As it turns out, what we seem to have learned over the years, especially now that stronger inverted forks are the norm, is that a little fork flex is not a bad thing, and might be part of what produces that “feel” we’re accustomed to when braking and/or leaned over. Like frames with “tuned flex,” fork tubes that bend a little act as suspension when the bike is at full lean.
In any case, the Tesi is still a beautiful piece of work and a reminder of how quickly time marches on. Its milled frame members were engineering marvels at the time, but Redpath’s mill in his small shop now turns out better-finished pieces of alloy. And the Tesi’s instrument panel, with futuristic bar-graph tachometer, now looks a little like a dated sci-fi movie prop.
All was not lost, by any means, even if the Tesi didn’t kill off the telescopic fork as some wishful-thinking Bimotans predicted. When Bimota finally bounced back after the VDue debacle, it started right back in with the Tesi 2D, in 2005, followed by the 3D in 2007 – which its website says it will still be happy to build for you. The new front swingarm/steering system now lives entirely on the left side of the bike and no longer passes through the frame; now it uses fewer links and is therefore more precise than before. And not only is the 3D more a sit-up straight naked bike, it even uses Ducati’s beautiful old air-cooled 1078 Dual Spark engine. Another complaint with the 1D was its ginormous turning radius (which we rediscovered when pushing the bike around); the 3D solves that problem as well. MO’s review from 2009 is here.
Also, the man who’s credited with really putting Pierluigi Marconi’s “thesis” to work at Bimota, Ascanio Rodorigo, carries on the hub-steer cause with his Vyrus machines.
Redpath is a busy man and had not got around to throwing in a new battery yet, since all the bodywork needs to come off to access it. Hence we could not switch the power on to see what the odometer has to say. But when we took off the lowers to get a look at the suspension particulars (a simple matter of about ten Dzus fasteners), the titanium header pipes showed zero discoloration, like the thing had never even been started.
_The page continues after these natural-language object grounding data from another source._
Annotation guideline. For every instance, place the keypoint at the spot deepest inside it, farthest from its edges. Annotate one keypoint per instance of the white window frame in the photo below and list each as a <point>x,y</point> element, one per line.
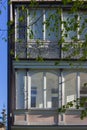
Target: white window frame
<point>77,32</point>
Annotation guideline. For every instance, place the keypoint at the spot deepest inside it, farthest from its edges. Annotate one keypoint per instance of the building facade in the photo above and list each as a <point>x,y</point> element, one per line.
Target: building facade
<point>43,76</point>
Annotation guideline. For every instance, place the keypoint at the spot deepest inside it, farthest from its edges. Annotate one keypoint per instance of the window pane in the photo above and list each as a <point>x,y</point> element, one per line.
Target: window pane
<point>52,25</point>
<point>33,101</point>
<point>83,25</point>
<point>22,26</point>
<point>83,81</point>
<point>20,90</point>
<point>70,86</point>
<point>37,94</point>
<point>69,24</point>
<point>54,102</point>
<point>35,24</point>
<point>52,85</point>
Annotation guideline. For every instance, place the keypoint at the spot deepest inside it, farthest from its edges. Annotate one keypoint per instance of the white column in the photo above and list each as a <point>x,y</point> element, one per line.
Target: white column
<point>29,90</point>
<point>44,75</point>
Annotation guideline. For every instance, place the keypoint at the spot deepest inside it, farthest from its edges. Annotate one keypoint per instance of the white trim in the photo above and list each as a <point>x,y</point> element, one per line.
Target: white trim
<point>78,85</point>
<point>29,90</point>
<point>45,102</point>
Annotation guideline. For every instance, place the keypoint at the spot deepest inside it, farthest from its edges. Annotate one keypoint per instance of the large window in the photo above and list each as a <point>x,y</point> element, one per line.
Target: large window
<point>36,89</point>
<point>43,89</point>
<point>37,24</point>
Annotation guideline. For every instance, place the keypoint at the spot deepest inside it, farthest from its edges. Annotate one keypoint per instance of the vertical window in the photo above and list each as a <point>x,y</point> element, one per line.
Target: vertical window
<point>22,25</point>
<point>21,89</point>
<point>52,25</point>
<point>69,26</point>
<point>70,86</point>
<point>33,96</point>
<point>37,93</point>
<point>83,25</point>
<point>35,20</point>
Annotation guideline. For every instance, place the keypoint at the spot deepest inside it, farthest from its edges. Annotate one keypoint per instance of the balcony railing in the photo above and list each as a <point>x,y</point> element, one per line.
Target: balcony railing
<point>50,50</point>
<point>34,50</point>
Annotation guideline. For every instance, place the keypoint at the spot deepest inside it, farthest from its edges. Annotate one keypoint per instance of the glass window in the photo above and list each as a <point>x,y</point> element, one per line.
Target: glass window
<point>20,89</point>
<point>33,96</point>
<point>22,25</point>
<point>83,25</point>
<point>37,81</point>
<point>52,25</point>
<point>54,102</point>
<point>52,88</point>
<point>35,24</point>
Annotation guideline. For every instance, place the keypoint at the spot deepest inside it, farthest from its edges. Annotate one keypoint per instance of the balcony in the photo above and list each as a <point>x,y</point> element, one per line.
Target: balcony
<point>33,50</point>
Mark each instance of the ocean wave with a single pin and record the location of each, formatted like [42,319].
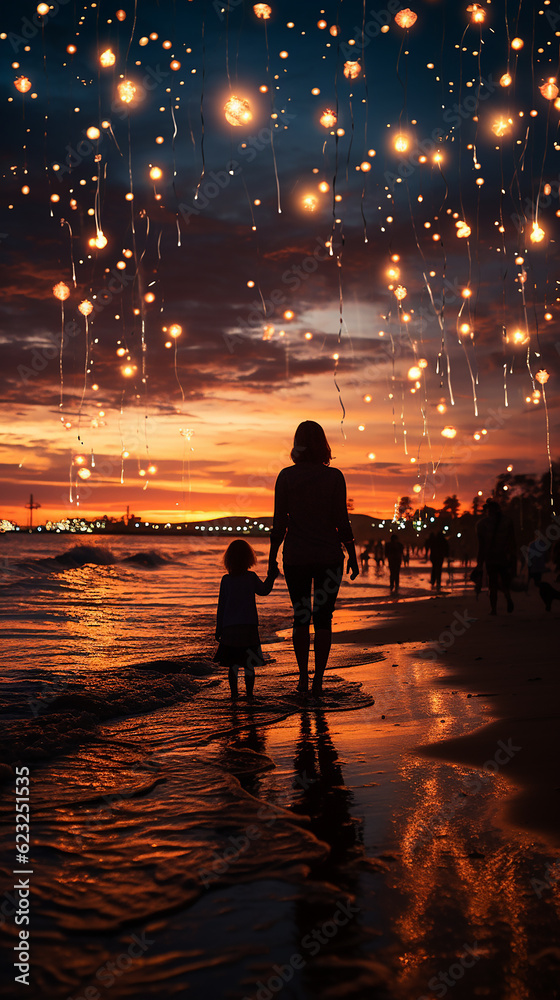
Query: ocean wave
[92,555]
[72,716]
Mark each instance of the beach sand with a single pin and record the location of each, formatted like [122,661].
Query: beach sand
[510,662]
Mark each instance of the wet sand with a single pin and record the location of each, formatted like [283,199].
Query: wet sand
[406,851]
[512,664]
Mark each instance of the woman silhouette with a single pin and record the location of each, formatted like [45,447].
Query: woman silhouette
[310,511]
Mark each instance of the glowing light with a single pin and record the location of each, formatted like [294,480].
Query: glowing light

It’s hard to believe Bimota would ship a Tesi without somebody taking it for a test spin around Rimini, but that’s what it looks like. It’s even harder to imagine the person who bought this thing having the patience and/or high-living negligent lifestyle that would allow it to sit for 33 years without being ridden. Its Michelin Hi-Sports also look new and nubby original; this old bike’s patina consists of nothing more than a light coating of dust.
Anyway, this exotic old thing reminds me of a time, in the early ’90s, when I’d often pinch myself, having arrived at a pretty exotic place, Cycle magazine. Steve Anderson dispatched Kevin Cameron to San Francisco to get the scoop on the first one in the U.S., owned by an anonymous person somebody later told me was the brother of famed dragracer Kenny Bernstein, the Budweiser King! – which would make the first Tesi even cooler if true.
Meanwhile, I was back writing about the new Suzuki Bandit 400 Rev Rabbit! and trying to ’splain why “rabbit” works on the cover … Speaking of the Tesi, though, Kevin C. invoked GP historian Lawrence Pomeroy for possibly the first time in explaining why the radical new Bimota would have an uphill battle ahead of it: “The first instance of superior principle is invariably defeated by the developed example of established practice.”
If at first you don’t succeed … Does anyone out there have a 3D we can borrow? Maybe a Vyrus? Anyone??